Pogląd na rolę obrońcy w procesie karnym ma charakter uniwersalny: chodzi tu jedynie o respektowanie przepisów prawa, czyli elementarnych reguł, które muszą być stosowane w każdej sytuacji. Niezależnie od tego, czy chodzi o obronę w sprawie kradzieży roweru, wyłudzenia podatku VAT, handlu narkotykami czy w końcu zabójstwa. Zdaniem niektórych na obronę zasługują tylko niewinni, pytanie jednak, skąd wiadomo, czy ktoś jest niewinny? Czy decydujące ma być stanowisko samego oskarżonego poparte przyznaniem się do winy bądź jej negacją, przeczucie adwokata, że warto pomóc niesłusznie oskarżonej osobie, czy może dopiero wyrok sądu, po którym jednak jest już (siłą rzeczy) za późno na podjęcie obrony?
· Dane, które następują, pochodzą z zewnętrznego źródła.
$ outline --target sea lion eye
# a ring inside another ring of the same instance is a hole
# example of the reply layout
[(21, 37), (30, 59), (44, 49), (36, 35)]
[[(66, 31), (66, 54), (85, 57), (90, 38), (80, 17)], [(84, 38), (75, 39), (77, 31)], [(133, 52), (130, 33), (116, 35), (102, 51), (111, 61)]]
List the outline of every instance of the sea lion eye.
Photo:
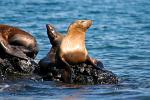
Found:
[(81, 23), (84, 23), (84, 21), (82, 20)]

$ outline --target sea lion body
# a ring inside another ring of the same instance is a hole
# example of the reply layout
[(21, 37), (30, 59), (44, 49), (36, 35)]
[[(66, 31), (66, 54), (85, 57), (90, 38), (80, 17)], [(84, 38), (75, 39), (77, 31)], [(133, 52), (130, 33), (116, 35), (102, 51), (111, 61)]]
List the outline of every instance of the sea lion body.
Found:
[(69, 26), (60, 45), (59, 56), (62, 61), (75, 64), (91, 61), (85, 46), (85, 33), (91, 25), (91, 20), (77, 20)]
[(71, 66), (70, 64), (79, 64), (88, 62), (94, 68), (100, 69), (95, 59), (89, 57), (85, 46), (85, 33), (92, 25), (91, 20), (77, 20), (68, 28), (67, 35), (63, 38), (60, 48), (58, 50), (58, 59), (66, 64), (65, 69), (68, 72), (67, 82), (71, 82)]
[(56, 53), (60, 47), (62, 39), (64, 38), (64, 36), (61, 33), (57, 32), (52, 25), (47, 24), (46, 28), (47, 28), (47, 35), (52, 47), (48, 52), (48, 54), (46, 55), (46, 57), (44, 57), (39, 61), (39, 65), (42, 68), (48, 68), (50, 65), (56, 64)]
[(16, 27), (0, 24), (0, 46), (9, 55), (22, 59), (35, 58), (37, 42), (29, 33)]

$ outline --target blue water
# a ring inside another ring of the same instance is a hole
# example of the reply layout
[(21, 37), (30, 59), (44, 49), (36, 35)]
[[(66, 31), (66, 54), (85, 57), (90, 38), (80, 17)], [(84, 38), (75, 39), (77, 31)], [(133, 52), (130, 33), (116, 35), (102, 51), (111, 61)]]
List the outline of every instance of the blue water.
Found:
[(0, 23), (37, 38), (36, 60), (47, 54), (46, 27), (66, 33), (77, 19), (92, 19), (86, 46), (92, 57), (119, 76), (118, 85), (66, 86), (50, 81), (0, 83), (0, 99), (18, 100), (149, 100), (150, 0), (0, 0)]

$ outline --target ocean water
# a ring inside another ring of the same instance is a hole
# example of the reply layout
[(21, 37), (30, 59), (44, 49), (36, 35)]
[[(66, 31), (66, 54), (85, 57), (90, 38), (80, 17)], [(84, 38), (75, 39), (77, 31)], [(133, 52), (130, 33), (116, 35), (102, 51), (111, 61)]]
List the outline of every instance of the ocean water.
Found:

Gdyby to opinia publiczna wydawała „wyrok”, w ogromnej ilości spraw nie byłby potrzebny nie tylko adwokat, ale i sąd. Potrzebny natomiast na pewno byłby kat.

Alan Dershowitz, wybitny amerykański prawnik - reprezentujący niegdyś m.in. Mike’a Tysona i O.J. Simpsona - na pytanie, czy podjąłby się obrony Hitlera, odpowiedział, że tak. Nawet jeśli był to w części chwyt marketingowy, to po oświadczeniu adwokata żydowskiego pochodzenia, że nie widzi przeszkód dla hipotetycznej obrony architekta Holokaustu, doprawdy nie rozumiem, dlaczego obrona kogokolwiek innego, w tym Kajetana P., miałaby przynosić choćby cień ujmy profesjonalnemu obrońcy.

Tomasz Janik dla Wirtualnej Polski

Tomasz Janik - adwokat, członek Pomorskiej Izby Adwokackiej w Gdańsku, doktorant Wydziału Prawa i Administracji Uniwersytetu Gdańskiego.